Rezension

Große Provokation

Große Gefallen -

Große Gefallen
von Lillian Fishman

Bewertet mit 3 Sternen

Inhalt:

Eve ist jung, schön und lesbisch. Seit Jahren führt sie eine feste Beziehung mit der Kinderärztin Romi, die sie liebt und bewundert. Eines Abends stellt Eve trotzdem anonyme Fotos von ihrem Körper ins Internet. Daraufhin wird sie von einer Frau angeschrieben, die sich mit ihr treffen möchte. Schnell stellt sich heraus, dass Olivia nicht die treibende Kraft hinter diesem Treffen ist, sondern ein Mann namens Nathan. Nathan ist Olivias Chef. Die beiden haben außerdem ein sexuelles Verhältnis, in das Eve nun nach und nach integriert wird. Es entsteht eine bizarre Dreiecksbeziehung, in der es um Macht, Gier und Unterwerfung geht. 

Meine Meinung:

„Große Gefallen“ ist ein Buch das weniger von Ereignissen innerhalb des Handlungsgeschehens getrieben wird, sondern von der Dynamik zwischen den drei Protagonisten. Unglücklicherweise ist es diese Dynamik, die mir über weite Strecken des Textes Rätsel aufgegeben hat. Sie ist widersprüchlich und verworren. Außerdem bleiben Eve, Nathan und Olivia, obwohl sie so sehr im Zentrum stehen, doch verhältnismäßig blass. Nathan ist beispielsweise ein sehr stereotyper Charakter, wie man ihn oft gelesen hat. Boss, Narzisst, Spieler. Mehr steckt in seiner Figur in meinen Augen nicht. Olivia unterwirft sich ihm scheinbar kompromisslos. Dazwischen verfängt sich Eve, die im Grunde eine interessante Hauptcharakterin ist. Ich wünschte nur, die Autorin hätte ihre Motive klarer definiert.

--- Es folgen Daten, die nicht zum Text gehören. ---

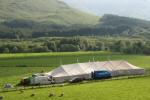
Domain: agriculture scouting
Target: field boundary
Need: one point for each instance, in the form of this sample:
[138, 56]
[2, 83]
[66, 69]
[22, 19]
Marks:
[68, 84]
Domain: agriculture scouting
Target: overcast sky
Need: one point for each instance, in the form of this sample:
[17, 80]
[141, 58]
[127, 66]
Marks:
[131, 8]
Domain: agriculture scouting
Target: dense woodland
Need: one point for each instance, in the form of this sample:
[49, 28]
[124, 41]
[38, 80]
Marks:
[72, 44]
[108, 25]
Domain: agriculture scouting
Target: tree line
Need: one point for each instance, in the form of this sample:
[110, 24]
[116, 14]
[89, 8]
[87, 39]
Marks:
[73, 44]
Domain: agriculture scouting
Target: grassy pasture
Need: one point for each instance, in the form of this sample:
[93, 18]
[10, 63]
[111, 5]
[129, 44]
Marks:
[127, 89]
[12, 70]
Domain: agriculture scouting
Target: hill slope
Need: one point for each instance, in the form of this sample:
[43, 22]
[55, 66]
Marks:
[48, 11]
[113, 24]
[25, 17]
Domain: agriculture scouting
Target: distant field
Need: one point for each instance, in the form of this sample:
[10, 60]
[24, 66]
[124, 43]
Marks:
[15, 66]
[127, 89]
[55, 59]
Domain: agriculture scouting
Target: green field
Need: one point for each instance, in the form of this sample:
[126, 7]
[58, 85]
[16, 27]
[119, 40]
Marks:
[128, 89]
[15, 66]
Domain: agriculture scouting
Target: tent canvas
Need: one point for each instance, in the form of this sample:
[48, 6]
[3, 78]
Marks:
[84, 70]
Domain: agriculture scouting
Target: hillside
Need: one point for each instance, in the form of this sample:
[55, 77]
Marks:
[126, 26]
[38, 18]
[28, 16]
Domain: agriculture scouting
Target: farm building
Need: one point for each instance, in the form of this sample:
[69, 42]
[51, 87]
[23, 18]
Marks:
[65, 73]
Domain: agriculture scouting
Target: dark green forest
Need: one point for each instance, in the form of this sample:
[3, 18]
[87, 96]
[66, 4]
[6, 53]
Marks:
[112, 25]
[72, 44]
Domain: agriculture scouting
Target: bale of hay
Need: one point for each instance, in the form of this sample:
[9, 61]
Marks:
[62, 94]
[32, 95]
[51, 94]
[21, 91]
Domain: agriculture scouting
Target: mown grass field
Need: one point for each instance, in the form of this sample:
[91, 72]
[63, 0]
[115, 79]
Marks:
[128, 89]
[15, 66]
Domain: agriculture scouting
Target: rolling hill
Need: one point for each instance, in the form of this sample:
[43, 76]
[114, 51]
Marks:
[27, 16]
[38, 18]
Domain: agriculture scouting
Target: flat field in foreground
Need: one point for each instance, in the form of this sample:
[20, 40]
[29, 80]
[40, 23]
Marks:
[15, 66]
[127, 89]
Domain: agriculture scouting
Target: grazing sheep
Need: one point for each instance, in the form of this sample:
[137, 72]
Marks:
[32, 95]
[51, 94]
[62, 94]
[1, 97]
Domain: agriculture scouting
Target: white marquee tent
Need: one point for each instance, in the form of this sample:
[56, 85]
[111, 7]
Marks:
[83, 70]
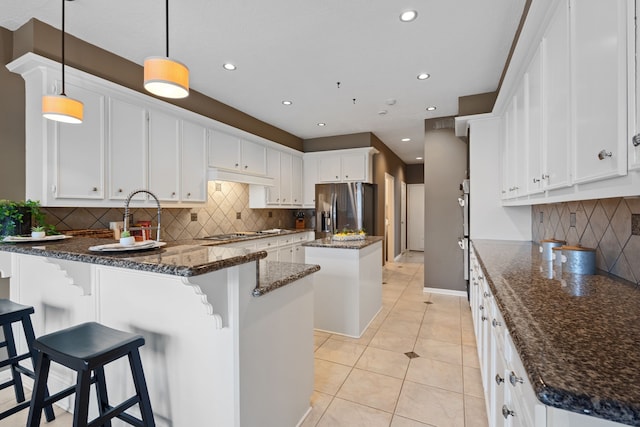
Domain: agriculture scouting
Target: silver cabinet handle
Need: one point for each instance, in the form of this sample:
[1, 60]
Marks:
[603, 154]
[514, 379]
[506, 412]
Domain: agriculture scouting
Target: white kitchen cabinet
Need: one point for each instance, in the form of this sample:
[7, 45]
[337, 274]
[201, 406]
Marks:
[534, 129]
[127, 149]
[296, 181]
[556, 169]
[163, 155]
[233, 153]
[193, 166]
[310, 179]
[599, 88]
[348, 165]
[77, 164]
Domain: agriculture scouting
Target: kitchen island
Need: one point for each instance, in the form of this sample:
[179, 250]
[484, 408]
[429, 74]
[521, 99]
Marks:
[221, 348]
[576, 337]
[348, 288]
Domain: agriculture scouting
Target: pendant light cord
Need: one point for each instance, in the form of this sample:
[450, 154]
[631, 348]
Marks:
[63, 92]
[167, 20]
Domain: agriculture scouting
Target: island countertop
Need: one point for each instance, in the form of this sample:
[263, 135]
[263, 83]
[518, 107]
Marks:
[327, 242]
[182, 258]
[577, 335]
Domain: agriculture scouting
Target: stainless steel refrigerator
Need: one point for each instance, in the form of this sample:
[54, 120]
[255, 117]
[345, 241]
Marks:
[350, 205]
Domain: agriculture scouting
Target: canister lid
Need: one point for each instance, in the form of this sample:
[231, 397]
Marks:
[577, 248]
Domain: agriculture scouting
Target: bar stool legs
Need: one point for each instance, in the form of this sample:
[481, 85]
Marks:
[86, 349]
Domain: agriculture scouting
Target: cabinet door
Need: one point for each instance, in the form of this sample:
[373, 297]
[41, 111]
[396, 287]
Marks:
[286, 172]
[310, 180]
[127, 149]
[354, 167]
[329, 168]
[556, 101]
[534, 137]
[253, 158]
[273, 170]
[224, 151]
[79, 151]
[193, 166]
[163, 155]
[599, 78]
[296, 180]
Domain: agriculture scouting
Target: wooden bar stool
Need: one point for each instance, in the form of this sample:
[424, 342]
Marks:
[87, 348]
[11, 312]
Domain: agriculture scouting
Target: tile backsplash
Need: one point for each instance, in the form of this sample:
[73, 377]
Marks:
[218, 216]
[611, 226]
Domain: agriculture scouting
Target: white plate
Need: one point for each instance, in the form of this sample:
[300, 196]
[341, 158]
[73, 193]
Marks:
[25, 239]
[117, 247]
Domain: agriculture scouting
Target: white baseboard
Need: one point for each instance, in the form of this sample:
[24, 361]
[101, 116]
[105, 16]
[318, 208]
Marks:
[445, 292]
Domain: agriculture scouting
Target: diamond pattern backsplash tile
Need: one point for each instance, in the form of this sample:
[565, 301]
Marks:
[218, 216]
[605, 224]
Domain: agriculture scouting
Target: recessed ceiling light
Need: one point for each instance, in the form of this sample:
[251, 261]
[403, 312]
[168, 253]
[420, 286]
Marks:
[408, 15]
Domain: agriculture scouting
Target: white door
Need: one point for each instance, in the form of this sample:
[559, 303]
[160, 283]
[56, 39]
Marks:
[415, 216]
[403, 217]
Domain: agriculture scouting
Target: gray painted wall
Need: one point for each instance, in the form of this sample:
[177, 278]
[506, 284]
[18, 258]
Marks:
[445, 163]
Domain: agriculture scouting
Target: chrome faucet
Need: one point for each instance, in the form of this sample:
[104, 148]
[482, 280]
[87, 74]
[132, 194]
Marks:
[126, 210]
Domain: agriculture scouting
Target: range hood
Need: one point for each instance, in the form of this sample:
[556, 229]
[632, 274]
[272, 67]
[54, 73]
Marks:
[217, 174]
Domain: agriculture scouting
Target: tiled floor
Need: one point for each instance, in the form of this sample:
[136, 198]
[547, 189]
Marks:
[371, 382]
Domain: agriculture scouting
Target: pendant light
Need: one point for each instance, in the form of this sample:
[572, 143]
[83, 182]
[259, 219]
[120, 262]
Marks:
[59, 107]
[163, 76]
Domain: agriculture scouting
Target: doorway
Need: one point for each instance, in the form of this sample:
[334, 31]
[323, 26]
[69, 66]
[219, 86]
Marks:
[389, 217]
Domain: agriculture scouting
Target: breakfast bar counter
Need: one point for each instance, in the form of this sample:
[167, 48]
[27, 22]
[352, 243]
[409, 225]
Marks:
[221, 347]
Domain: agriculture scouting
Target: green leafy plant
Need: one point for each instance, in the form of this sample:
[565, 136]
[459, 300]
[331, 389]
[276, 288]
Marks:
[16, 218]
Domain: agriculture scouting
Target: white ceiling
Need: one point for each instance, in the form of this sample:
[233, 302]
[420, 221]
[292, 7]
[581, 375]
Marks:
[299, 49]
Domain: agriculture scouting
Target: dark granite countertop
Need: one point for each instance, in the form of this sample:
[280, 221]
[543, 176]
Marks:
[327, 242]
[184, 258]
[578, 336]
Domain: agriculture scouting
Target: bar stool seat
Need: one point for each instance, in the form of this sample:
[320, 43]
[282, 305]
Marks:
[11, 312]
[87, 348]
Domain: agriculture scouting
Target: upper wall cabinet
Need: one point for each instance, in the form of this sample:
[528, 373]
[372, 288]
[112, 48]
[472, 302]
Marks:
[236, 154]
[599, 88]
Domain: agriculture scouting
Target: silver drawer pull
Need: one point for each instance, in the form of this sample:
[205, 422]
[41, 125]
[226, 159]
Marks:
[514, 379]
[506, 412]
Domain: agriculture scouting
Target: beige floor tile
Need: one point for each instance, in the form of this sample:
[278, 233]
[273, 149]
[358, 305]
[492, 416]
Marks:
[391, 341]
[431, 405]
[329, 376]
[319, 404]
[346, 353]
[401, 327]
[371, 389]
[384, 362]
[439, 350]
[470, 356]
[472, 381]
[342, 413]
[399, 421]
[436, 373]
[475, 412]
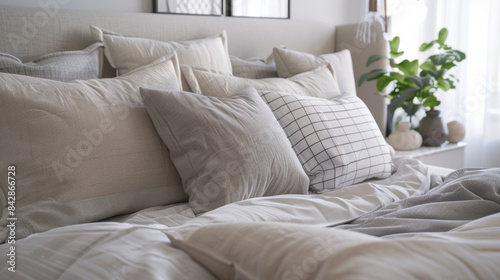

Vor allem Eves (und Olivias) Queerness kann ich nicht in die Rahmenhandlung einordnen. Ich weiß einfach nicht, was man mir damit sagen möchte, dass offen lesbisch lebende Frauen in so ein krasses Abhängigkeitsverhältnis zu einem so dominanten Mann geraten. Mir hat es oft wehgetan, diese Abhängigkeit zu lesen. Eigentlich hatte ich konstant Fragezeichen vor der Stirn. Ich habe mich in diesem Zusammenhang auch gefragt, wie das Buch wahrgenommen werden würde, wenn es von einem Mann geschrieben worden wäre. Diese körperliche und seelische Unterordnung, die mir von der Geschichte als Grundbedürfnis der beiden Frauen verkauft wird, würde sich unter diesem Umstand doch gleich ganz anders lesen, oder? Das Buch und seine Figuren ergehen sich manchmal in philosophischen Gedankenspiralen und die meiste Zeit bin ich nicht einverstanden mit den Aussagen. 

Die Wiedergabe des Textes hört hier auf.